Wir haben es hier allerdings nicht bloß mit einer Unternehmensfusion zu tun, sondern mit einem Konflikt zwischen verschiedenen Geschäfts- und Gesellschaftsmodellen. Arcelor, ein ursprünglich französisch-luxemburgisches, jetzt allerdings überwiegend belgisches Unternehmen verfügt über eine starke Basis in Brasilien und ist fast auf der ganzen Welt aktiv. Das Unternehmen ist auf qualitativ hochwertige Stahlprodukte für höchst spezifische Anwendungen spezialisiert. Abnehmer dieser Qualitätsprodukte sind überwiegend Langzeitkunden, die über mittel- und langfristige Verträge verfügen. Als einer der ältesten Stahlhersteller der Welt ist Arcelor dem hoch spekulativen Weltmarkt für Rohstahl nur in geringem Ausmaß ausgeliefert und seine Mitarbeiter sind (im Schnitt) hoch qualifiziert und lange im Unternehmen.

Im Gegensatz dazu handelt es sich bei Mittal um ein Firmenkonglomerat, das sich innerhalb von nur zwei Jahrzehnten aus dem Nichts zu einem der führenden Stahlunternehmen dieser Welt entwickelt hat.
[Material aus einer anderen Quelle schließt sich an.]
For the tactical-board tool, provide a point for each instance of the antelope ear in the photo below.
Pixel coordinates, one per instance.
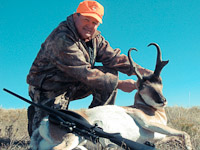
(160, 67)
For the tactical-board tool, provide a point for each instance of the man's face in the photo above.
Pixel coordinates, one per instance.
(86, 26)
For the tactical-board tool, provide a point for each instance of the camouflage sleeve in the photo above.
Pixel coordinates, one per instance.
(70, 59)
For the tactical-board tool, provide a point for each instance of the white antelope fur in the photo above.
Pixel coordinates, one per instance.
(145, 120)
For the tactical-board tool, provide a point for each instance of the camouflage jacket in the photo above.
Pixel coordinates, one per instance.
(64, 58)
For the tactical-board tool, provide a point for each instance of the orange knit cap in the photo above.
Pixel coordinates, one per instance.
(92, 9)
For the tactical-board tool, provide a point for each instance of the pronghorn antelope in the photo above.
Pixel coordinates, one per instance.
(143, 121)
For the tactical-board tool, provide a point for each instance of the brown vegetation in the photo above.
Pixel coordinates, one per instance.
(14, 135)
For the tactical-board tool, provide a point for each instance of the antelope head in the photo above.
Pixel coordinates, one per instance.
(150, 87)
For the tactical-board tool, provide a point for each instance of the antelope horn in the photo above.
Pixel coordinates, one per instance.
(159, 63)
(132, 63)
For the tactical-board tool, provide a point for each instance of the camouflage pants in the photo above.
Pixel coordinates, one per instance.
(61, 101)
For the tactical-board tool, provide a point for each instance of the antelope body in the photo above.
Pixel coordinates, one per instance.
(143, 121)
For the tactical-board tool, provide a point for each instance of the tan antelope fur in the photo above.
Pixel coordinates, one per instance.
(145, 120)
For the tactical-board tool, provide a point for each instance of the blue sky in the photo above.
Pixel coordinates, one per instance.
(173, 24)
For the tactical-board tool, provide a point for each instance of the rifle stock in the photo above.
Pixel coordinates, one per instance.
(113, 137)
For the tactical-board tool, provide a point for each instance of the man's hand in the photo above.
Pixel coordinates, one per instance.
(127, 85)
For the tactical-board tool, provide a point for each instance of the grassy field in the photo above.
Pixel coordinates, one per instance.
(14, 135)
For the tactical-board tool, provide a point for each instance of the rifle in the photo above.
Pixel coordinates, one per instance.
(90, 132)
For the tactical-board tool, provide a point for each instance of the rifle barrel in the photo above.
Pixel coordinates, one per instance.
(115, 138)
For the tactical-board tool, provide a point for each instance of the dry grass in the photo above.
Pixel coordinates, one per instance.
(14, 135)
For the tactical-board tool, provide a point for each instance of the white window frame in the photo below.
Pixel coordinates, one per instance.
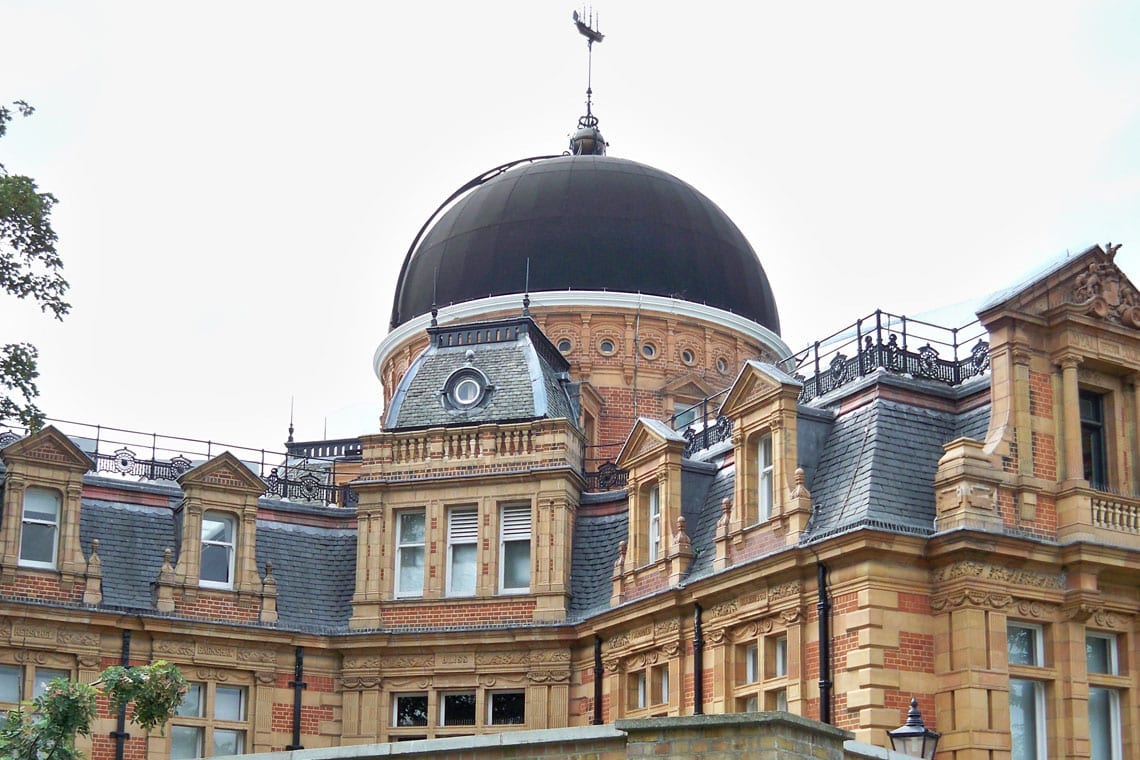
(1039, 644)
(462, 531)
(230, 548)
(638, 689)
(765, 480)
(490, 707)
(57, 498)
(752, 663)
(654, 523)
(1040, 749)
(781, 658)
(401, 545)
(514, 528)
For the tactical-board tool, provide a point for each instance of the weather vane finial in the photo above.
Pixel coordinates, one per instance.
(587, 139)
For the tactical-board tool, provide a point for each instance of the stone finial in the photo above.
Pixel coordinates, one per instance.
(269, 596)
(681, 541)
(798, 491)
(725, 513)
(92, 585)
(164, 588)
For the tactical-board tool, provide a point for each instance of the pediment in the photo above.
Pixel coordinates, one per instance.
(649, 438)
(1089, 283)
(49, 448)
(689, 385)
(756, 383)
(226, 472)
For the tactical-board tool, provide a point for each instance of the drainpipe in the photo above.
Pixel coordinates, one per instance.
(597, 680)
(824, 614)
(120, 734)
(298, 685)
(698, 662)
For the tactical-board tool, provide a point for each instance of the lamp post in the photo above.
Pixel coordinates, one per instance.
(912, 737)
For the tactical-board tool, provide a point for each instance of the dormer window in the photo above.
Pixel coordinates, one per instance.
(218, 531)
(465, 389)
(39, 536)
(766, 483)
(654, 523)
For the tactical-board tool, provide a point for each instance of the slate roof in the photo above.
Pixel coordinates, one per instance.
(877, 470)
(526, 383)
(595, 549)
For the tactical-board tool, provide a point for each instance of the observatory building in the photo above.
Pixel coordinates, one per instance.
(604, 489)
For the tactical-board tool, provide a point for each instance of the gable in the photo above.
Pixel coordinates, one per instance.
(226, 472)
(50, 448)
(755, 384)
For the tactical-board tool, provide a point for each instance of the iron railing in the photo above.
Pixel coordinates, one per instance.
(156, 457)
(885, 341)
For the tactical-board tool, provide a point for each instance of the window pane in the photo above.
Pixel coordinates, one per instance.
(412, 528)
(228, 742)
(1099, 654)
(1102, 725)
(1023, 719)
(229, 703)
(41, 504)
(412, 570)
(190, 705)
(1023, 645)
(214, 529)
(216, 563)
(516, 564)
(458, 710)
(412, 710)
(185, 742)
(509, 708)
(463, 569)
(43, 677)
(10, 677)
(38, 542)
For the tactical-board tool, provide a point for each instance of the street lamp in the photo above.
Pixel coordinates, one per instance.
(912, 737)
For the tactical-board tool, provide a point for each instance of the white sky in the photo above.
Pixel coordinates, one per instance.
(239, 181)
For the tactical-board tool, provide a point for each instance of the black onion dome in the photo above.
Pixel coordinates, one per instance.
(586, 223)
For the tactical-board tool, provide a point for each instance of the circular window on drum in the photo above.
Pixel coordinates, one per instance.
(465, 389)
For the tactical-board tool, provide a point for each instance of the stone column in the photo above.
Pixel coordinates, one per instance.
(1074, 465)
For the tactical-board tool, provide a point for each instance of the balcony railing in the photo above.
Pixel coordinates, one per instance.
(139, 456)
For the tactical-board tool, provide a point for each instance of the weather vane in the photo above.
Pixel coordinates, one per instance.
(587, 139)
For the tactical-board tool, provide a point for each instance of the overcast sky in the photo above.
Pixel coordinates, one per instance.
(239, 181)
Das gelang durch geniale Konsolidierung und Rationalisierung von Stahlwerken auf der ganzen Welt. Der Präsident von Mittal ist Inder, aber dort hat der Konzern keine Fabrik. Mittal ist vor allem in Osteuropa, aber auch sehr stark in Asien (Südkorea) und Lateinamerika präsent.

Mittal ist ein zwar starkes, aber auch anfälliges Unternehmen, da es in hohem Ausmaß den spekulativen Schwankungen auf dem Weltmarkt für Rohstahl unterliegt. Die Kosten werden gestrafft und so viel wie möglich Arbeit wird ausgelagert. Daher verdienen die Mitarbeiter Mittals auch weniger als jene bei Arcelor und sie bleiben auch nicht so lange im Unternehmen. Außerdem war Arcelor ein perfektes Ziel für eine Übernahme: Der größte Teil seines Kapitals gehört nämlich unterschiedlichen Aktionären. Bei Mittal ist es genau umgekehrt. Lakshmi Mittal und seine Familie besitzen über 60 % der Aktien. Das erklärt auch, warum Mittal-Aktien in Amsterdam gehandelt werden, auf einer der wenigen Börsen dieser Welt, wo Unternehmen mit derart wenig frei gehandeltem Kapital notieren dürfen. Die Sache beruht daher nicht auf Gegenseitigkeit: Mittal konnte für Arcelor ein Angebot legen, aber Arcelor nicht für Mittal.